El 6 de abril de 1989, con más de un centenar de agentes, Calderoni salió rumbo a Guadalajara. En el fraccionamiento Los Arcos, conocido por los propios vecinos como “Los Narcos” debido a su ostentación arquitectónica y a los apellidos de quienes lo habitaban, los agentes acordonaron la zona, cerraron accesos y tomaron la residencia de Félix Gallardo por asalto. Hubo exceso de fuerza y teatralidad; había que dejar satisfechos a los socios estadounidenses. Sorprendido y furioso, Félix Gallardo reclamó a Calderoni.

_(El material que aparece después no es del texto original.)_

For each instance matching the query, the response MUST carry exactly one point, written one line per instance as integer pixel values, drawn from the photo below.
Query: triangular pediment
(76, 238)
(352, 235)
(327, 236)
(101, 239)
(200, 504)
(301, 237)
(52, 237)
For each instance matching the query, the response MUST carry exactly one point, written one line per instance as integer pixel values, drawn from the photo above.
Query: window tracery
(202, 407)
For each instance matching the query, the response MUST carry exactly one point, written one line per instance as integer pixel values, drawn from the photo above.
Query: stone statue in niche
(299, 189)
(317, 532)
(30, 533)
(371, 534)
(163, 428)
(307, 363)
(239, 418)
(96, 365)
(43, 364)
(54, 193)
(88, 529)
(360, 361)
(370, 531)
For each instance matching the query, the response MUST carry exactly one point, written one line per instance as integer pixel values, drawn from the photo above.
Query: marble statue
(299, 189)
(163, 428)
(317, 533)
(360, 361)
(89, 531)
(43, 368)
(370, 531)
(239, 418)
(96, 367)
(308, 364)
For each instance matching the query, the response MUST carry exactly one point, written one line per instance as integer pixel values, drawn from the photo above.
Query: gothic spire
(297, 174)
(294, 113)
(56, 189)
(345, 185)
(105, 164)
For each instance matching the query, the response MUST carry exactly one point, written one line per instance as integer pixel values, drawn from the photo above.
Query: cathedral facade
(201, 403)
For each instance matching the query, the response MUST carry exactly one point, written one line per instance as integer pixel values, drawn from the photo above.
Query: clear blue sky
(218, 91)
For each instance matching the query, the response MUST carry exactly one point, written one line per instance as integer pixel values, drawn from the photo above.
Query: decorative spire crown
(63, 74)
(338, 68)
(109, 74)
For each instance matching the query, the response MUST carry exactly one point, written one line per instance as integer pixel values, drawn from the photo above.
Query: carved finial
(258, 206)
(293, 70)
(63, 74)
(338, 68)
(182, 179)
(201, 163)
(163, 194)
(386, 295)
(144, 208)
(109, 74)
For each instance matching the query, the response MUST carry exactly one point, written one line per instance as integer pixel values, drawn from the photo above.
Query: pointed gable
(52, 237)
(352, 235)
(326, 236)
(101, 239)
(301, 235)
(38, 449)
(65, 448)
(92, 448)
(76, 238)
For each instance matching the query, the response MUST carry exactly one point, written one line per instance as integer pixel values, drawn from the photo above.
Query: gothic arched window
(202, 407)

La respuesta fue tan seca como humillante:
Compadre, me va a perdonar, pero son órdenes del presidente. Los gringos están encima. No hay de otra. Así es que me lo voy a llevar.

La traición era doble: institucional y personal. Sabiéndose perdido, Félix Gallardo pidió únicamente que su esposa no fuera lastimada. Para garantizarlo entregó 8 millones de dólares a su compadre. Calderoni aceptó el dinero sin pudor y, aunque cumplió la promesa mínima, permitió que sus agentes realizaran el tradicional “botín de guerra”: relojes, alhajas, obras de arte, armas personalizadas, ropa fina, todo lo que pudiera cargarse. La corrupción no era un accidente sino el combustible habitual de la corporación.

Tras la llegada de Jorge Carpizo como procurador y la reconfiguración de la PGR, Calderoni entendió que su suerte había cambiado. El 15 de octubre de 1992 pidió licencia y huyó a Estados Unidos. Su intuición estaba fundada: el 12 de febrero de 1993, la PGR anunció una orden de aprehensión en su contra por falsedad en declaraciones patrimoniales. Para entonces se estimaba que su fortuna superaba los 400 millones de dólares, acompañada de propiedades en Tamaulipas, Texas y la Ciudad de México, además de una empresa transportista con una flotilla completa de tractocamiones.

El final llegó el 7 de febrero de 2003. Un tirador desconocido disparó contra el Mercedes Benz que conducía en McAllen, Texas. González Calderoni murió con muchos secretos todavía vivos: nombres, rutas, acuerdos, silencios comprados y favores que costaban millones. Su estilo de vida —coches de lujo, fiestas con amantes, relojes italianos, viajes, propiedades— era la prueba más visible de una época en la que la línea entre el Estado y el crimen organizado era apenas una sombra difusa. Tenía oídos en todas partes, incluso donde nadie imaginaba que alguien escuchaba. Su muerte, como su vida, quedó envuelta en la misma penumbra que terminó moldeando al México del narcotráfico contemporáneo.